A €38,000 libel action taken by an ex-Army captain and Defence Forces press officer against the Minister for Defence ended suddenly yesterday after counsel for the defence threatened to play a tape recording in court of a meeting he had with a colleague.
Dr Tom Clonan, now a lecturer in the school of media in the Dublin Institute of Technology, had claimed that the Army engaged in a "process of character assassination" on him after his research on alleged bullying and sexual harassment in the Defence Forces was published in the media.
Dr Clonan, of Booterstown, Co Dublin, had told the Circuit Civil Court that he had carried out the research on the basis that the findings would not be published. He did not leak the results to the media, but answered questions when approached by journalists.
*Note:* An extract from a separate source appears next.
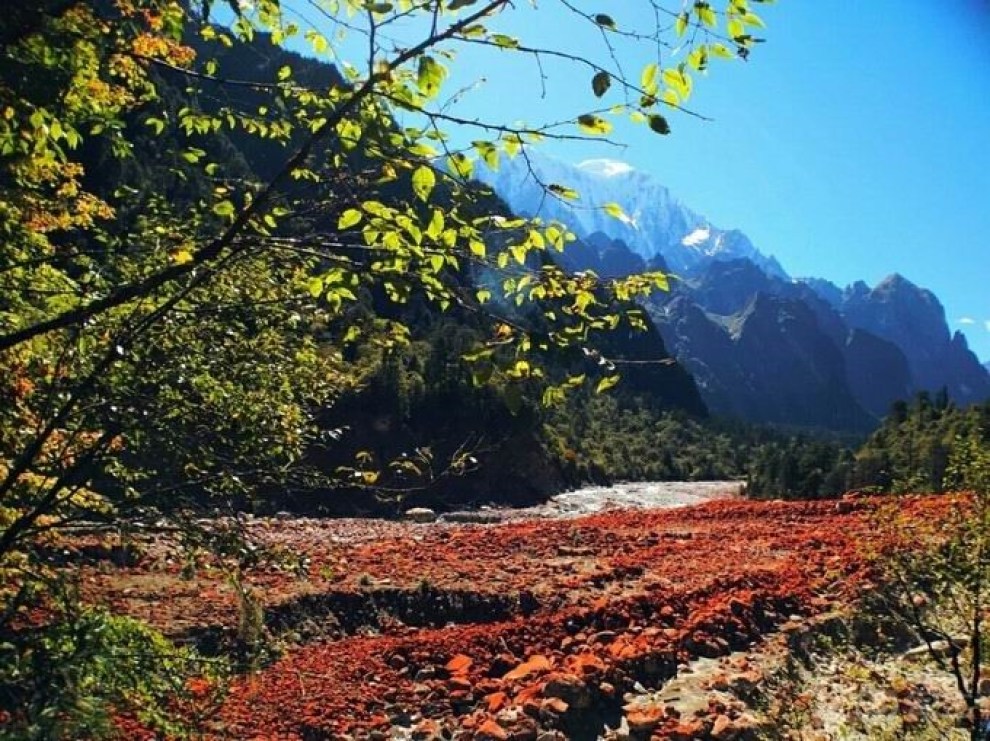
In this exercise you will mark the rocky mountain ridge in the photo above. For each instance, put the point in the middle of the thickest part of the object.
(762, 346)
However, Jim O'Callaghan, for the defence, produced a tape of Dr Clonan "saying things" to a Capt Hanley in 2001 just weeks before the research findings were published in the Sunday World. Mr O'Callaghan said the tape indicated Dr Clonan's state of mind as to what was going to happen.
Dr Clonan (38), who retired from the Army in November 2000, told the court that he had no knowledge that the conversation had been recorded.
Senior counsel Marc de Blacam, for Dr Clonan, said it was "an underhand tactic" by the defence as the tape had not been disclosed as evidence before the case began. He requested an adjournment to read a transcript, and upon resumption he informed the court that the case was to be struck out. There was to be no order in relation to costs, he told Judge Katherine Delahunt.
Earlier, the court heard that the findings of Dr Clonan's doctoral thesis suggested widespread bullying and sexual harassment of female soldiers in the Army. Results indicated that 59 of the 60 female personnel whom Dr Clonan interviewed made some kind of allegation "up to and including sexual assault and rape".
On August 5th, 2001, the Sunday World broke the story, and it was picked up by several other newspapers, the court heard.
The Army's press officer, Comdt Ciaran McDaid, later issued a briefing to senior commanding officers accusing Dr Clonan of engaging in a "well planned and assisted effort" to maximise damage and embarrassment to the Defence Forces. Dr Clonan claimed this memo was libellous and was leaked to at least one newspaper.
Dr Clonan claimed he had been subjected to abuse by former colleagues as a result of it. "I have effectively been sent to Coventry by my former colleagues over this."